Aktivitas bisnis haruslah berorientasi dengan ibadah, semua jenis transaksi dalam bisnis hendaklah didasari oleh prinsip-prinsip yang menjadi dasar dan patokan. Salah satu prinsip bisnis Islam adalah prinsip ilahiyah (prinsip ketuhanan). Prinsip ini sangat penting dalam mewarnai prilaku pelaku bisnis. Dalam Islam, semua aktivitas termasuk bisnis yang dilakukan bukan hanya pada dimensi duniawi yang berarti berkaitan dengan untung rugi saja.

Namun, lebih dari itu, hubungan bisnis dalam Islam adalah manifestasi dari ibadah kepada Allah SWT. Sudah menjadi ketentuan umum di masyarakat, jika tidak bisa menipu atau atau bermain “kotor” akan tersingkir dari dunia bisnis. Dengan kata lain, seorang pebisnis tidak bisa “lepas” dari prilaku kotor, tipu muslihat dan semacamnya, jika jujur maka akan terbujur.

Paradigma seperti ini tampaknya sudah menjadi “kesepakatan” masyarakat kita. Memang harus diakui karena bisnis berkaitan dengan uang maka peluang dan godaan untuk melakukan penipuan dan kebohongan sangat terbuka lebar. Dalam hal ini, telah terjadi pemilahan orientasi seorang pedagang dengan membedakan antara kehidupan dunia dengan akhirat. Kehidupan dunia harus dikejar dengan cara-cara keduniaan, sedangkan kehidupan akhirat diperoleh dengan aktivitas ibadah dalam arti sempit (shalat, puasa, zakat dan haji).

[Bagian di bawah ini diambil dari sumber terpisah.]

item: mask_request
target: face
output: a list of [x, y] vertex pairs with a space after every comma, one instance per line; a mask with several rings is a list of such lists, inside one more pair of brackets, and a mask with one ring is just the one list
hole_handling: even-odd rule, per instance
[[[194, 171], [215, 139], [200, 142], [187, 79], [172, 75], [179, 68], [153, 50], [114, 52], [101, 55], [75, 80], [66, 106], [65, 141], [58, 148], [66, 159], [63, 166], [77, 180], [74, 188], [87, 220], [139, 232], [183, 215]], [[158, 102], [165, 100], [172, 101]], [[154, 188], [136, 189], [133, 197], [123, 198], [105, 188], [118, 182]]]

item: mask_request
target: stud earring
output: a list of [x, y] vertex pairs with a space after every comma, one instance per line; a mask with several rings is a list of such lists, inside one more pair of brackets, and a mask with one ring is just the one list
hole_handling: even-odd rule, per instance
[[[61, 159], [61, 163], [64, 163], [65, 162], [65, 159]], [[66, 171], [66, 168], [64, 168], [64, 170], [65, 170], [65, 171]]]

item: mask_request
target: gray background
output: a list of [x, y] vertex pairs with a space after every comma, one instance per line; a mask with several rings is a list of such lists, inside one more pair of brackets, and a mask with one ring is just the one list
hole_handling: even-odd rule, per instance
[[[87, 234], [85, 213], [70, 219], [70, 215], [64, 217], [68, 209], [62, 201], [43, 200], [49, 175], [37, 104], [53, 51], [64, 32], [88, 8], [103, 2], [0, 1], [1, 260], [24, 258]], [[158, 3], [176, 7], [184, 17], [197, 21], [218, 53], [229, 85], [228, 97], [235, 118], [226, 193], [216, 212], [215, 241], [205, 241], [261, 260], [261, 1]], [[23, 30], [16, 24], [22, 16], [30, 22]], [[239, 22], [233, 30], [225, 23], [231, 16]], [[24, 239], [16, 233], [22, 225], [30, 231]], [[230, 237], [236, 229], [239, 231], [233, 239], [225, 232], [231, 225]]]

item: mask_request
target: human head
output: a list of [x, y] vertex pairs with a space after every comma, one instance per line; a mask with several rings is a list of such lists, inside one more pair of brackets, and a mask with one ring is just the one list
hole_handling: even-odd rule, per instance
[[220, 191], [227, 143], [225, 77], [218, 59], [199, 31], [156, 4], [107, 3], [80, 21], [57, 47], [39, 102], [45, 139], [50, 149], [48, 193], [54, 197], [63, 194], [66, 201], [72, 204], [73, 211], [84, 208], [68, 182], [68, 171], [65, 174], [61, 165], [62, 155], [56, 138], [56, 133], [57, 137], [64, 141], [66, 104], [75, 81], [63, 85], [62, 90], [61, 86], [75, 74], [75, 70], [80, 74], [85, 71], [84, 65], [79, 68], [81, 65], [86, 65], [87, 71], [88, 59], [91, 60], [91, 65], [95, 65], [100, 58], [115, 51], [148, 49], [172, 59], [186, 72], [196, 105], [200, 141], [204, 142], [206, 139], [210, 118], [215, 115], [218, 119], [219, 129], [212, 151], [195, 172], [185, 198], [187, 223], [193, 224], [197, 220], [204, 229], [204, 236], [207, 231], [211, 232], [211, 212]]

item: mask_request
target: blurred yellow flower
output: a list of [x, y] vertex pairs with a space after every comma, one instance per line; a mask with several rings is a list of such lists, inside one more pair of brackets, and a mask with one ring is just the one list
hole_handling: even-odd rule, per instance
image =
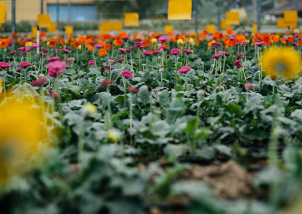
[[97, 113], [97, 108], [92, 103], [86, 103], [84, 105], [84, 108], [89, 112], [89, 116], [93, 115]]
[[0, 184], [33, 167], [44, 136], [42, 111], [31, 102], [8, 99], [0, 107]]
[[262, 62], [263, 71], [267, 75], [293, 77], [301, 68], [301, 57], [298, 52], [288, 47], [266, 50], [262, 54]]
[[109, 140], [112, 142], [117, 142], [120, 140], [120, 133], [113, 129], [110, 129], [107, 132]]

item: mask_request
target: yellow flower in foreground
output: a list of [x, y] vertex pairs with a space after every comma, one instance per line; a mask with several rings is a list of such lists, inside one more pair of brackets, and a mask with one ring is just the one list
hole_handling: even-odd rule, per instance
[[262, 61], [266, 75], [293, 77], [297, 74], [301, 68], [299, 53], [290, 47], [275, 47], [266, 50], [262, 54]]
[[0, 107], [0, 184], [28, 171], [40, 156], [45, 129], [41, 110], [32, 105], [11, 99]]
[[91, 116], [97, 113], [97, 108], [93, 104], [86, 103], [84, 105], [84, 108], [89, 112], [89, 116]]
[[120, 133], [115, 130], [110, 129], [107, 132], [107, 137], [110, 141], [117, 142], [120, 140]]

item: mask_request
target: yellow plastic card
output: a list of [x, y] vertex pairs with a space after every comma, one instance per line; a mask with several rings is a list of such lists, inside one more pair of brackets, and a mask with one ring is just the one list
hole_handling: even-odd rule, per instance
[[100, 27], [99, 28], [99, 29], [100, 30], [100, 33], [101, 33], [101, 34], [108, 34], [108, 31], [105, 31], [104, 30], [104, 28], [103, 28], [103, 26], [100, 26]]
[[37, 32], [38, 31], [38, 28], [32, 27], [32, 34], [33, 37], [37, 37]]
[[206, 30], [208, 33], [213, 33], [215, 31], [216, 26], [215, 24], [207, 24]]
[[137, 26], [139, 24], [140, 16], [137, 13], [125, 13], [125, 26]]
[[6, 12], [6, 2], [0, 2], [0, 23], [5, 22], [5, 13]]
[[65, 33], [66, 33], [66, 34], [74, 34], [74, 28], [73, 28], [72, 26], [65, 26], [64, 29], [65, 29]]
[[173, 31], [173, 25], [165, 25], [165, 33], [172, 32]]
[[40, 28], [49, 28], [51, 26], [50, 15], [38, 15], [38, 25]]
[[102, 26], [104, 31], [122, 31], [122, 21], [102, 21]]
[[257, 24], [253, 24], [253, 32], [257, 32], [258, 31], [258, 25]]
[[298, 23], [297, 11], [284, 11], [284, 23]]
[[51, 25], [49, 28], [47, 28], [47, 31], [48, 32], [54, 32], [57, 30], [57, 22], [51, 22]]
[[230, 25], [226, 23], [225, 20], [221, 20], [220, 21], [220, 29], [227, 30], [230, 28]]
[[226, 23], [231, 25], [239, 25], [239, 12], [227, 12], [225, 18]]
[[169, 0], [169, 20], [191, 20], [192, 0]]
[[296, 28], [296, 23], [285, 23], [284, 19], [277, 19], [277, 28]]

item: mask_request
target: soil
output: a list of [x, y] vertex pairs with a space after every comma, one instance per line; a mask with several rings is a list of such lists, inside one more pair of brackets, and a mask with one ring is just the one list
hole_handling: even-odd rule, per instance
[[219, 165], [206, 167], [192, 165], [183, 172], [180, 179], [205, 182], [213, 186], [217, 196], [236, 200], [254, 193], [252, 185], [254, 174], [247, 172], [234, 160], [230, 160]]

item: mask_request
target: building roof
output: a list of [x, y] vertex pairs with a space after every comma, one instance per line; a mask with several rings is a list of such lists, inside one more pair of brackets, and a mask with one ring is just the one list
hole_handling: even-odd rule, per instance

Padahal, Islam tidak memandang aktivitas bisnis hanya dalam tataran kehidupan dunia, sebab semua aktivitas dapat bernilai ibadah jika dilandasi dengan aturan-aturan yang telah disyariatkan Allah. Dalam dimensi inilah konsep keseimbangan kehidupan manusia terjadi, yakni menempatkan aktivitas keduniaan dan keakhiratan dalam satu kesatuan yang tidak terpisahkan. Etika bisnis adalah tuntutan yang harus dilaksanakan oleh pelaku bisnis dalam menegakkan konsep keseimbangan ekonomi. Jika saja pengambilan keuntungan berlipat-lipat adalah sebuah kesepakatan pelaku ekonomi, bukankah hal ini menjadikan supply-demand tidak seimbang, pasar bisa terdistorsi dan seterusnya.

Sistem Etika Bisnis Islam

Pada hakekatnya Islam sebagai suatu agama besar telah mengajarkan konsep-konsep unggul lebih dulu dari Non-Islam, akan tetapi para penganjur dan para pengikutnya kurang memperhatikan dan tidak melaksanakan ajaran-ajaran Islam sebagaimana mestinya.[10]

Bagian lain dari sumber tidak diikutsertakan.